Juan Valera y Alcalá Galiano (born October 18, 1824 in Cabra , Cordoba Province , Spain, † April 18, 1905 in Madrid ) was a Spanish writer , politician and diplomat .

He is difficult to classify in the current literary epochs of his time ( realism , naturalism ); as a great stylist, he is more of a singular figure in this epoch.

Life

Juan Valera came from a not wealthy Andalusian noble family from the province of Cordoba; his father was a liberal naval officer, already retired. He spent his childhood in Cabra and the neighboring village of Doña Mencía (both often appear in his works). From 1837 to 1840 he attended the Seminario Conciliar in Málaga , published first verses and met through his brother José de Espronceda and other romantics . He studied for a year at the Colegio del Sacro Monte in Granada , in 1842 he went to Madrid, where he studied little, wrote a lot and was also able to publish one or the other. There he had a love affair with the ten years older poet Gertrudis Gómez de Avellaneda , which he immortalized in his poems under the code name "Lelia". He failed his exams, had to return to Granada and finished his law studies there; his father paid him to publish the volume of poetry, Ensayos poéticos . In 1846 he went back to Madrid, where he found access to aristocratic society and led a very pleasant salon life; Ángel de Saavedra , Duque de Rivas, got him a post as attaché without pay at the Spanish embassy in Naples , where the Duque himself was ambassador. Valera subsequently served as a diplomat in Naples (1847–49), Lisbon (1849–51), Rio de Janeiro (1851–53), Dresden (1855), Russia (1856), Frankfurt am Main (1865), Lisbon (1881) –84), Washington, DC (1884–86), Brussels (1886–88) and Vienna (1893–95). He spoke several languages, was a man of the world and very educated, but still suffered from financial problems. As a politician, he was on the side of the Moderados (moderate party). In 1858 he was elected member of the Cortes , the Spanish parliament, where he (like his fellow writer Benito Pérez Galdós ) developed little activity. He later became senator for the province of Córdoba and for a short time Subsecretario de Estado (State Secretary, during the so-called Revolución Gloriosa , the "Glorious Revolution" of 1868).

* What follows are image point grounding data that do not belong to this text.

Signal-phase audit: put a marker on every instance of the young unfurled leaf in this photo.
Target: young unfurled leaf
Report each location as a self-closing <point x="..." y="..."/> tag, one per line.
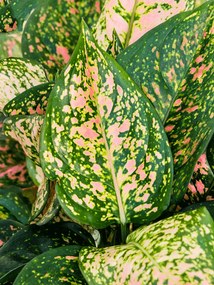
<point x="10" y="45"/>
<point x="57" y="266"/>
<point x="52" y="30"/>
<point x="34" y="240"/>
<point x="12" y="199"/>
<point x="178" y="69"/>
<point x="12" y="162"/>
<point x="177" y="250"/>
<point x="26" y="130"/>
<point x="131" y="19"/>
<point x="32" y="101"/>
<point x="17" y="75"/>
<point x="104" y="143"/>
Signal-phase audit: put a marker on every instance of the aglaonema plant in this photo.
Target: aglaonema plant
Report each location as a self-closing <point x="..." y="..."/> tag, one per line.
<point x="111" y="103"/>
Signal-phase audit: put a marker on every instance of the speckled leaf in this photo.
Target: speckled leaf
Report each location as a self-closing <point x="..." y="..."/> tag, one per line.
<point x="34" y="240"/>
<point x="12" y="162"/>
<point x="7" y="229"/>
<point x="12" y="199"/>
<point x="210" y="153"/>
<point x="17" y="75"/>
<point x="113" y="144"/>
<point x="131" y="19"/>
<point x="32" y="101"/>
<point x="35" y="172"/>
<point x="145" y="59"/>
<point x="57" y="266"/>
<point x="26" y="130"/>
<point x="52" y="30"/>
<point x="201" y="186"/>
<point x="10" y="45"/>
<point x="177" y="250"/>
<point x="7" y="21"/>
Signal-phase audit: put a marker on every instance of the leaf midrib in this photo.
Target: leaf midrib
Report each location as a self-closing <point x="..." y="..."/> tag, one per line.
<point x="131" y="23"/>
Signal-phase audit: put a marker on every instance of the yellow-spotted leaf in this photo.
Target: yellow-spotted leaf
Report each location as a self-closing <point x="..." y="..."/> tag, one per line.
<point x="12" y="161"/>
<point x="173" y="66"/>
<point x="52" y="30"/>
<point x="26" y="130"/>
<point x="57" y="266"/>
<point x="131" y="19"/>
<point x="17" y="75"/>
<point x="177" y="250"/>
<point x="10" y="45"/>
<point x="104" y="143"/>
<point x="32" y="101"/>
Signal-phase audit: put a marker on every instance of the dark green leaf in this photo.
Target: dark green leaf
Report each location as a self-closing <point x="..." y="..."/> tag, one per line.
<point x="26" y="130"/>
<point x="32" y="101"/>
<point x="132" y="19"/>
<point x="177" y="250"/>
<point x="7" y="229"/>
<point x="10" y="45"/>
<point x="57" y="266"/>
<point x="52" y="30"/>
<point x="12" y="199"/>
<point x="12" y="162"/>
<point x="177" y="70"/>
<point x="17" y="75"/>
<point x="104" y="143"/>
<point x="34" y="240"/>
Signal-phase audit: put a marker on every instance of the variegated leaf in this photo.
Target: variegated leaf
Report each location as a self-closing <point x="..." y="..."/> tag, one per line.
<point x="186" y="51"/>
<point x="33" y="240"/>
<point x="32" y="101"/>
<point x="57" y="266"/>
<point x="210" y="153"/>
<point x="26" y="130"/>
<point x="104" y="143"/>
<point x="7" y="21"/>
<point x="12" y="162"/>
<point x="131" y="19"/>
<point x="175" y="43"/>
<point x="177" y="250"/>
<point x="52" y="30"/>
<point x="35" y="172"/>
<point x="12" y="199"/>
<point x="8" y="229"/>
<point x="17" y="75"/>
<point x="10" y="45"/>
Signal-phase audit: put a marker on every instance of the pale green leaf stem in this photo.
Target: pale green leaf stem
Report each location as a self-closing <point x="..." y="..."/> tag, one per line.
<point x="106" y="148"/>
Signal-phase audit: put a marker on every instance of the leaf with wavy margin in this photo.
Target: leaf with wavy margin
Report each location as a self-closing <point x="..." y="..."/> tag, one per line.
<point x="57" y="266"/>
<point x="177" y="250"/>
<point x="17" y="75"/>
<point x="51" y="33"/>
<point x="131" y="19"/>
<point x="106" y="148"/>
<point x="26" y="130"/>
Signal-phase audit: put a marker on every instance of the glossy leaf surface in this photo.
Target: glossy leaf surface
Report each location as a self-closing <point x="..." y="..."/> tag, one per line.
<point x="12" y="162"/>
<point x="8" y="229"/>
<point x="131" y="19"/>
<point x="26" y="130"/>
<point x="10" y="45"/>
<point x="30" y="102"/>
<point x="17" y="75"/>
<point x="177" y="250"/>
<point x="57" y="266"/>
<point x="104" y="143"/>
<point x="178" y="70"/>
<point x="52" y="30"/>
<point x="34" y="240"/>
<point x="12" y="199"/>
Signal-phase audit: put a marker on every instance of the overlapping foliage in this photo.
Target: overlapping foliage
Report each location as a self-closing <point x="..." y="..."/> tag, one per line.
<point x="114" y="118"/>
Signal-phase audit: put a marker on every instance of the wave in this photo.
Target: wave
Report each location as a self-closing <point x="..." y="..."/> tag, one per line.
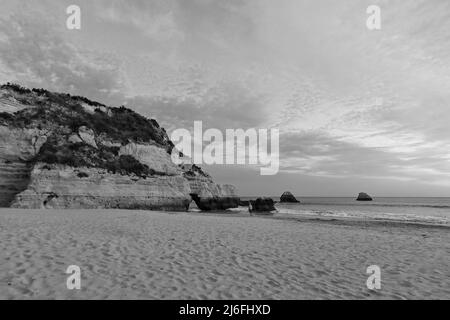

He was a charmer and don Juan well into old age : Among other things, he had a love affair with Malvina, the daughter of Duque de Rivas; after numerous other adventures, he finally married in 1867, at the age of 43, more out of boredom than love, as the saying goes (the marriage was not very happy either). He also had a relationship with an actress in Saint Petersburg , and there was a scandal in Washington when the young Katherine Lee Bayard committed suicide out of unhappy love for the 60-year-old in the anteroom of the embassy, ​​which caused him some trouble. Much about the same time Valera was in Washington, his eldest and favorite son died at home.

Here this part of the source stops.